CFPB Issues Bulletin on Pay-By-Phone Fees
08/09/17 – The Consumer Financial Protection Bureau (CFPB) issued a compliance bulletin regarding pay-by-phone fees.
According to the bulletin, the Bureau is concerned about companies that potentially mislead consumers about the purpose and amount of certain pay-by-phone fees or fail to disclose to consumers other methods of payment that are either no-cost or lower cost.
The bulletin addresses the practice by financial service companies of giving consumers several options to make payments. One option allows consumers to pay bills by phone using an automated system or speaking with a live customer representative. For this option, companies may charge different pay-by-phone fees depending on what method of payment the consumer uses. Consumers may also be charged an additional fee to expedite phone payments, though many companies offer consumers no-fee or lower-fee pay-by-phone options that post after a delay.

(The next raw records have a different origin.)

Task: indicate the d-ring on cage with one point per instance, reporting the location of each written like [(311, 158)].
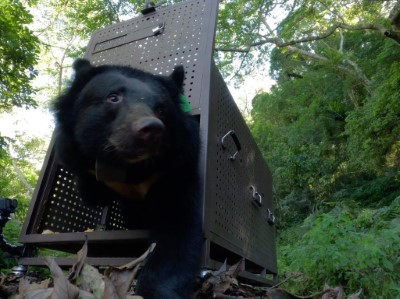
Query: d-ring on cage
[(237, 201)]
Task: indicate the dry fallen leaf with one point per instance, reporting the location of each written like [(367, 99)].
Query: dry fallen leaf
[(63, 289), (81, 258)]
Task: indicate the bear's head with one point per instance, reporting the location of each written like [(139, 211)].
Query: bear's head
[(118, 115)]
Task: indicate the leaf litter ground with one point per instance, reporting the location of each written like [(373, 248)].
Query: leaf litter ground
[(86, 282)]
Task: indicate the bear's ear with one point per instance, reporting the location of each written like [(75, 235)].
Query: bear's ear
[(178, 75), (81, 65)]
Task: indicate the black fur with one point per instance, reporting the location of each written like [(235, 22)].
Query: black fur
[(131, 125)]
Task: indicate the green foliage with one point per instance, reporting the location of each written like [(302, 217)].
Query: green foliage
[(353, 247), (373, 129), (18, 55)]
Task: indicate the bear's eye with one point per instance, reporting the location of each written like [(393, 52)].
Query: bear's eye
[(160, 111), (114, 98)]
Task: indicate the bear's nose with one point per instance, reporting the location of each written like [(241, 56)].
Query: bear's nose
[(148, 130)]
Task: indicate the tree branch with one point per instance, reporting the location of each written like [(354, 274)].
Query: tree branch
[(19, 173), (395, 35)]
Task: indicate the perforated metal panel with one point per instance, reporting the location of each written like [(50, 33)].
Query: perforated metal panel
[(235, 220), (184, 32), (235, 226)]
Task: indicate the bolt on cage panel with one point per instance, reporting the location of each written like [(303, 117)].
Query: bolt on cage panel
[(237, 185)]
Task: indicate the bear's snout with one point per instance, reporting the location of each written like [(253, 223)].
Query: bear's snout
[(148, 131)]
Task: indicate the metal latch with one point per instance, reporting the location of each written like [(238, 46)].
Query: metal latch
[(257, 198), (270, 217), (235, 140), (159, 29)]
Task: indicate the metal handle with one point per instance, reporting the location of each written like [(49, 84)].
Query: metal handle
[(235, 140), (270, 217), (257, 198)]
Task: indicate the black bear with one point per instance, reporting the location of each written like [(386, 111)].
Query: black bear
[(123, 133)]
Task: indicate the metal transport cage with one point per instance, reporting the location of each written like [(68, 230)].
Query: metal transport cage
[(237, 185)]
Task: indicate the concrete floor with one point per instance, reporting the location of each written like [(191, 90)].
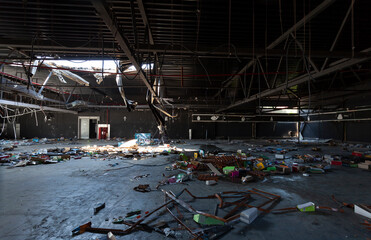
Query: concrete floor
[(48, 201)]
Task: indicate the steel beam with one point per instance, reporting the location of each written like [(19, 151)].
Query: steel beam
[(99, 6), (34, 106), (301, 23), (284, 36), (45, 82), (145, 21), (338, 33), (15, 87), (295, 81)]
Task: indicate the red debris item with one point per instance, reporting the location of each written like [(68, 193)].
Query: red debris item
[(336, 163), (207, 177), (222, 161), (357, 154)]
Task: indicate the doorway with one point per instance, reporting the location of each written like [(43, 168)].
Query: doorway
[(88, 127)]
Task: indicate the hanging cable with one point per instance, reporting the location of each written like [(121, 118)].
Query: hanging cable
[(353, 47), (229, 27), (279, 3)]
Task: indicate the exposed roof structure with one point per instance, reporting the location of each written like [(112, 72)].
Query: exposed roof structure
[(219, 56)]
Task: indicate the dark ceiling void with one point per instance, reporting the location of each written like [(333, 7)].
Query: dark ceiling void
[(218, 57)]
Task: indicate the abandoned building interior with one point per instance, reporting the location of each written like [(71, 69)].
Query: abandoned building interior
[(185, 119)]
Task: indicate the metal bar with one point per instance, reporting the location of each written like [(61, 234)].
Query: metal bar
[(27, 105), (145, 20), (231, 79), (301, 23), (302, 49), (122, 41), (338, 33), (45, 82), (180, 222), (296, 81), (265, 77)]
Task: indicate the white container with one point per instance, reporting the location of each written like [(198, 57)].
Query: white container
[(249, 215)]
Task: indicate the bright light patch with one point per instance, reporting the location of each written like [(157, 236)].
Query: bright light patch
[(109, 65), (144, 67)]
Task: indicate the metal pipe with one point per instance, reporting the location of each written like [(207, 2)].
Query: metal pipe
[(27, 105)]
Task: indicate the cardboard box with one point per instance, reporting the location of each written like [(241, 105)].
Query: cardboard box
[(364, 166)]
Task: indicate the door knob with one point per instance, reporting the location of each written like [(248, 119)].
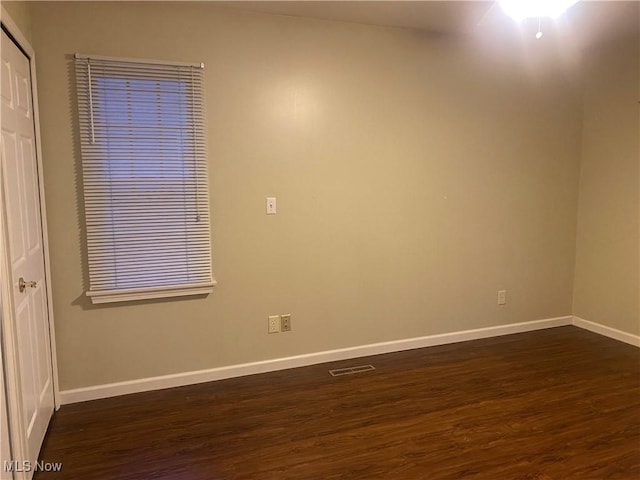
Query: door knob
[(22, 285)]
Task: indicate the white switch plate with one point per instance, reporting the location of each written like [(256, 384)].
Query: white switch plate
[(271, 205), (274, 323), (502, 297)]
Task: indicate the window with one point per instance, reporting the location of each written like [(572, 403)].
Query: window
[(145, 178)]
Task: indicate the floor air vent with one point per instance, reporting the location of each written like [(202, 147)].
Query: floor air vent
[(349, 370)]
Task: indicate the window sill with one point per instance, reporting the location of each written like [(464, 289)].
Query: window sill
[(133, 294)]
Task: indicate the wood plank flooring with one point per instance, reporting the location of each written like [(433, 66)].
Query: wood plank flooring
[(557, 404)]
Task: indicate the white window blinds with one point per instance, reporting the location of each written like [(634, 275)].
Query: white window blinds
[(145, 178)]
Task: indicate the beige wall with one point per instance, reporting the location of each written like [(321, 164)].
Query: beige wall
[(607, 283), (19, 12), (415, 177)]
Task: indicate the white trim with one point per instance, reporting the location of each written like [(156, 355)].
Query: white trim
[(201, 376), (600, 329)]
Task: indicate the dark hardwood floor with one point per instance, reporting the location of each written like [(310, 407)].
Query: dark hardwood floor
[(556, 404)]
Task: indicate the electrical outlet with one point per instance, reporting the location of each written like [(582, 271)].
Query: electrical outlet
[(271, 205), (502, 297), (285, 322), (274, 323)]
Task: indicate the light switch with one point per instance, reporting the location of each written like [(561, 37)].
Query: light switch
[(271, 205)]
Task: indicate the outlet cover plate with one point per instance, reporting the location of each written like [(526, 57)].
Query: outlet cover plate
[(274, 323), (285, 322)]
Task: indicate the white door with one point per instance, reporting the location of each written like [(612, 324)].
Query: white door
[(21, 205)]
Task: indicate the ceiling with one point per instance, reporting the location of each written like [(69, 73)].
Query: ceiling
[(586, 23)]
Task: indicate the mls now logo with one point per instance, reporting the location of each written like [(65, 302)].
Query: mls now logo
[(27, 466)]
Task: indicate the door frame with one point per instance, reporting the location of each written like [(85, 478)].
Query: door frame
[(7, 307)]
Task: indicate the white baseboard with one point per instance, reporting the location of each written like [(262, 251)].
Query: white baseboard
[(201, 376), (607, 331)]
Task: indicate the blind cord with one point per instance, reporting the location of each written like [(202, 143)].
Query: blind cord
[(195, 142), (93, 133)]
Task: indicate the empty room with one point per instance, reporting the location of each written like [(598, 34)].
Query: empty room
[(309, 240)]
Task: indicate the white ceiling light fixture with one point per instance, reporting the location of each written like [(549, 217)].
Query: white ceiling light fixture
[(520, 10)]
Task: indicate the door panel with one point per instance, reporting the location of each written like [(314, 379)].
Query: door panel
[(22, 207)]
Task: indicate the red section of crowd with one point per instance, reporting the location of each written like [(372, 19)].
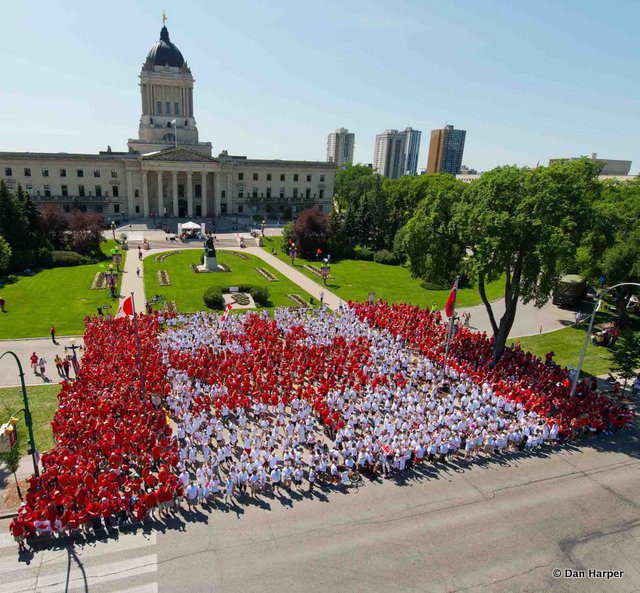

The Bureau’s bulletin identifies practices that it considers potentially deceptive or unfair and a possible violation of the Dodd-Frank Act. These include:
- Misleading consumers about the purpose of pay-by-phone fees. The CFPB found that some companies do not adequately explain that a pay-by-phone fee is necessary only if the consumer wishes to expidite the payment.
- Failing to disclose to consumers cheaper payment options. The Bureau found that some companies do not disclose their fees in writing upfront to consumers. Consumers may then chose a more expensive payment option because they are unaware of other lower cost payment options.
The bulletin states that the CFPB is not mandating any particular way to inform consumers about pay-by-phone options and fees. However, the Bureau expects companies to review their practices for potential risks of violating consumer financial laws and to address any issues.
Furthermore, the CFPB recommends that companies take steps to ensure that they are following laws related to pay-by-phone fees. Companies should review state and federal laws to confirm they can charge such fees, and review their policies and procedures. Companies should also review consumer complaints about fees that are charged.